Contexte géopolitique
Le Mali, le Burkina Faso et le Niger, gouvernés par des régimes militaires arrivés au pouvoir par des coups d’Etat, ont formé, en septembre 2023, l’Alliance des Etats du Sahel (AES). Les objectifs de l’AES sont les suivants : une assistance mutuelle en cas d’atteinte à la souveraineté et à l’intégrité territoriale des trois Etats, des liens économiques renforcés et une union monétaire avec l’abandon du Franc CFA au profit d’une monnaie commune. Il n’est pas question de reprocher au Mali, au Burkina Faso et au Niger de vouloir créer une alliance destinée à renforcer leurs liens, dès l’instant que ces trois États appartiennent à un espace géographique homogène et qu’ils doivent relever les mêmes défis économiques et sécuritaires. Je n’aborde pas, dans cette Chronique, le contexte politique et géopolitique qui préside à la création de l’AES. Je m’arrête au projet de sortie de la « Zone Franc » et la création d’une monnaie commune. Les conditions de la création d’une union monétaire entre les trois pays de l’AES sont-elles réunies ?
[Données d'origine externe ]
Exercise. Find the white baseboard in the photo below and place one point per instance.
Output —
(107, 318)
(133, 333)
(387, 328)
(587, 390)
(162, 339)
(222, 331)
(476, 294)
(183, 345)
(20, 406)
Le Franc CFA : une question politique ou économique ?
● Le Franc CFA : une question politique – Aujourd’hui, la volonté d’abandonner le FCFA s’inscrit dans une dynamique historique qui voit les pays subsahariens affirmer leur souveraineté, la monnaie étant l’un des piliers de la souveraineté. Il s’agit d’une vision purement idéologique qui fait de l’union monétaire une question politique. Le Mali, le Burkina Faso et le Niger, en créant l’AES (Alliance des Etats du Sahel), ont élaboré un programme de rupture qui intègre l’abandon du FCFA et la création d’une monnaie commune. Pour les juntes militaires au pouvoir, il s’agit de permettre à leurs pays de recouvrer leur pleine souveraineté et cesser d’être, avec un FCFA adossé à l’euro, la « vache à lait » de la France. Le projet de la création d’une monnaie commune pour remplacer le FCFA peut sembler, a priori, réalisable, les trois pays de l’AES constituant une zone relativement homogène en termes d’espace géographique, PIB par habitant, structures économiques (agriculture, production minière notamment aurifère, pétrole pour le Niger) et dynamisme démographique. Est-ce suffisant ?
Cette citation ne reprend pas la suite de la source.